Salty Umami Elegance
For 20 years, I’ve made a hot miso sauce by beating egg yolks, miso, sugar, dashi, soy and a few secret ingredients in a double boiler. It’s my go-to sauce for grilled meats and fish—I love the salty umami elegance of it. But why it took me so long to figure out a cool miso vinaigrette is beyond me. Now I serve the miso vinaigrette with my lobster-and-asparagus salad, inspired by the salad I had at the Four Seasons in Manhattan when I was in high school. My dad took me there for a special father-son disciplinary chat, but I was too blissed out to care because the food was spectacular: casual but refined, so different than anything I’d ever had. Try my miso vinaigrette with and without the mustard; it works both ways.
Lobster-and-Asparagus Salad with Miso-Mustard Vinaigrette
- 1/4 teaspoon dashi powder (available at many health food stores and Asian markets)
- 1/4 cup water
- 2 large egg yolks
- 2/3 cup yellow miso
- 2 tablespoons sugar
- 1 tablespoon powdered mustard
- 2 teaspoons soy sauce
- 3 tablespoons unseasoned rice vinegar
- Three 1 1/2-pound live lobsters
- 2 pounds asparagus, trimmed
- 1 tablespoon soy sauce
- 1 tablespoon fresh lemon juice
- 1 tablespoon fresh lime juice
- 1 tablespoon peanut oil
- 1 tablespoon toasted sesame oil
- 6 thick slices of toasted peasant bread, for serving
- 6 radishes, thinly sliced
- 2 scallions, thinly sliced
- Black sesame seeds, for garnish
Make the Vinaigrette
In a small bowl, dissolve the dashi powder in the water. In a heatproof bowl, whisk the egg yolks with the miso, sugar, mustard, soy sauce and dashi broth. Set up an ice bath nearby. Set the bowl over a pan of barely simmering water, making sure that the bowl is not touching the water. Whisk constantly until the sauce is slightly thickened and reaches 160°, about 3 minutes. Immediately set the bowl in the ice bath to stop the cooking and whisk the sauce until cool.
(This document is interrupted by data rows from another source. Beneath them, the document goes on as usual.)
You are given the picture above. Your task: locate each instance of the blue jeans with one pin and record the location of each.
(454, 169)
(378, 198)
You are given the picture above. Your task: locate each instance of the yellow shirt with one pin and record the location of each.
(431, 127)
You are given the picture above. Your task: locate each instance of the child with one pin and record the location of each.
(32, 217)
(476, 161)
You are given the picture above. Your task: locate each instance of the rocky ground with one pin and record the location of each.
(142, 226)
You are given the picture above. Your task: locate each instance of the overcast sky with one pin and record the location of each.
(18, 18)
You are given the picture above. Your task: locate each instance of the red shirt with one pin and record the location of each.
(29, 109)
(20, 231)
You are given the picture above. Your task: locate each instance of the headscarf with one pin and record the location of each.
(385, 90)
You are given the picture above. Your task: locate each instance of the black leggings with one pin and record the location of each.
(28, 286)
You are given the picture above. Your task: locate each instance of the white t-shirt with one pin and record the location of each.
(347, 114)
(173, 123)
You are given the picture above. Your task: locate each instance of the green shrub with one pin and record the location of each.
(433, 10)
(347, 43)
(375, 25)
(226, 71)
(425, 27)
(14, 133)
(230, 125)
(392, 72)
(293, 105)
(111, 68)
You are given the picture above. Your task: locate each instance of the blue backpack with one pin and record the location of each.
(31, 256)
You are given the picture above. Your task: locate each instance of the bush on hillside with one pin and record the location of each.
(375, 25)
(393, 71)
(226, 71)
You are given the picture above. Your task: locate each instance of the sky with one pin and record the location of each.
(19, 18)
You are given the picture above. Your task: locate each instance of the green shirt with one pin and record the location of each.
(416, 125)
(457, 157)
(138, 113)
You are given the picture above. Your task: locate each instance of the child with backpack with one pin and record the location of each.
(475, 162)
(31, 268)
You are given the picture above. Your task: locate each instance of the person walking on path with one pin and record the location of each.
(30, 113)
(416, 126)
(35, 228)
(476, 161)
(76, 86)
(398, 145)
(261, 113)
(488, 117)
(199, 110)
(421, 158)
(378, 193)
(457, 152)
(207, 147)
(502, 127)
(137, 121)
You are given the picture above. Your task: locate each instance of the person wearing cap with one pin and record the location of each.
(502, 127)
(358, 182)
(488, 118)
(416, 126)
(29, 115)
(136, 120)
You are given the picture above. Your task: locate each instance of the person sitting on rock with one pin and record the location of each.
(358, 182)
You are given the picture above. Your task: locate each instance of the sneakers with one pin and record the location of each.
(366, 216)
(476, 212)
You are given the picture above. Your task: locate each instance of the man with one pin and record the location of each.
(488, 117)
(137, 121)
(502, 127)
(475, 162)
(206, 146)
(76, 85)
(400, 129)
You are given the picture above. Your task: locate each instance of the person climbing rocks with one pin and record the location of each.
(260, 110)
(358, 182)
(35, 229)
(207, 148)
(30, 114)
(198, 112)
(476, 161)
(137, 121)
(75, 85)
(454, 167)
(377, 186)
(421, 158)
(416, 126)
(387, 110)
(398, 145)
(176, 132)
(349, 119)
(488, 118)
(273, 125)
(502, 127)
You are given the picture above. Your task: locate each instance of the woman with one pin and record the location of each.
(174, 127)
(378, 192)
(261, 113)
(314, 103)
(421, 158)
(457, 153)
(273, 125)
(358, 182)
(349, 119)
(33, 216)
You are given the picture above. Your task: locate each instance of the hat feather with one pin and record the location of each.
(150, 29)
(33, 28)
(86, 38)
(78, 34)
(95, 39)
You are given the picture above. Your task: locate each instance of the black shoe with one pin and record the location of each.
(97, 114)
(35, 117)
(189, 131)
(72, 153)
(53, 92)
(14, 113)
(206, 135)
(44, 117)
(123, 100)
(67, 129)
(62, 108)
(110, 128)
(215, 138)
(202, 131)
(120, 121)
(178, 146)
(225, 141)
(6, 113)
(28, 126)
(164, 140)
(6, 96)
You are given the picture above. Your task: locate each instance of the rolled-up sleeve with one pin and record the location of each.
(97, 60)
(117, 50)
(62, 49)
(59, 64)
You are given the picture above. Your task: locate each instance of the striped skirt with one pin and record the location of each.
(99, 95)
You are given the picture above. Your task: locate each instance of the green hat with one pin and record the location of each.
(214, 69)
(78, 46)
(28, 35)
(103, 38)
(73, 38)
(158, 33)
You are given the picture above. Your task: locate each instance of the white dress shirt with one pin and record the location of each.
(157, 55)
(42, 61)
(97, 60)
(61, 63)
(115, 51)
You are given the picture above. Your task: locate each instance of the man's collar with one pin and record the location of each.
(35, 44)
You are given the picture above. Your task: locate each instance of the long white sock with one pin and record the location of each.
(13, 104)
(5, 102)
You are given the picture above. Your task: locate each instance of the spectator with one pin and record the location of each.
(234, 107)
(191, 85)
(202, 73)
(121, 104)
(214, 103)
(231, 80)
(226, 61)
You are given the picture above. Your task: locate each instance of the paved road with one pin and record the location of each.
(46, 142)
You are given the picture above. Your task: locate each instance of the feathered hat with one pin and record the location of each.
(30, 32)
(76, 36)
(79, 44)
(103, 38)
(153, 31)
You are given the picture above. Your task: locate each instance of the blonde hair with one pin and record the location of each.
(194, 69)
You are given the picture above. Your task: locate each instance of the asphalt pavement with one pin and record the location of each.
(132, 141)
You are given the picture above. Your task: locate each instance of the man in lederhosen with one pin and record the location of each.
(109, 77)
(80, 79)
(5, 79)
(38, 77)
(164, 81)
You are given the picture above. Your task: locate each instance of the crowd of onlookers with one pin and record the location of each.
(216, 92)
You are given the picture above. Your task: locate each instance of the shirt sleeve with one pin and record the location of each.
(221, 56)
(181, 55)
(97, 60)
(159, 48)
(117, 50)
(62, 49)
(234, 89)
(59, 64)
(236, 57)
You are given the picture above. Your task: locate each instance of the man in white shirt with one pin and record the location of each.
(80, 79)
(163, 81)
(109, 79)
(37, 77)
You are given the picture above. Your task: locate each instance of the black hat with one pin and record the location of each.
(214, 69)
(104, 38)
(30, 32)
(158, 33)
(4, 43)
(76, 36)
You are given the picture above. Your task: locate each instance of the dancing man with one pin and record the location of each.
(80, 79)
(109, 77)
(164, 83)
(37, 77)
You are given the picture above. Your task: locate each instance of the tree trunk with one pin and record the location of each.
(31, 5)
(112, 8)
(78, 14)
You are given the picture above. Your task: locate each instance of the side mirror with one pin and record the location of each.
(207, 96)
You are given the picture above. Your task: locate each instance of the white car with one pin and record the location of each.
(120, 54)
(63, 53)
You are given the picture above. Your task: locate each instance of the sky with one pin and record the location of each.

Whisk in the rice vinegar and refrigerate the miso vinaigrette until chilled.
Prepare the Salad
In a large pot of boiling water, cook the lobsters until they turn bright red, about 8 minutes. Drain and let cool.
Twist the bodies from the tails. Using scissors, cut along the underside of the tails and remove the meat. Halve the tails lengthwise and discard the dark intestinal veins. Crack the claws and legs and remove the meat. Cut all of the lobster into 1-inch pieces, transfer to a bowl and refrigerate until chilled.
Bring a pot of salted water to a boil. Set up an ice bath nearby. Blanch the asparagus in the boiling water for I minute. Using tongs, transfer the asparagus to the ice bath to cool, then drain and blot dry. Transfer the asparagus to a small baking dish.
In a small bowl, whisk the soy sauce with the lemon juice, lime juice and peanut and sesame oils. Drizzle over the asparagus and toss gently to coat.
Add 1/4 cup of the miso vinaigrette to the lobster and toss to coat. Set the toasts on plates. Top with several spears of asparagus and a scoop of lobster and garnish with radish slices. Sprinkle with scallions and sesame seeds and serve, passing the remaining miso vinaigrette at the table.
MAKE AHEAD The vinaigrette and salad can be prepared through Step 4 and refrigerated overnight.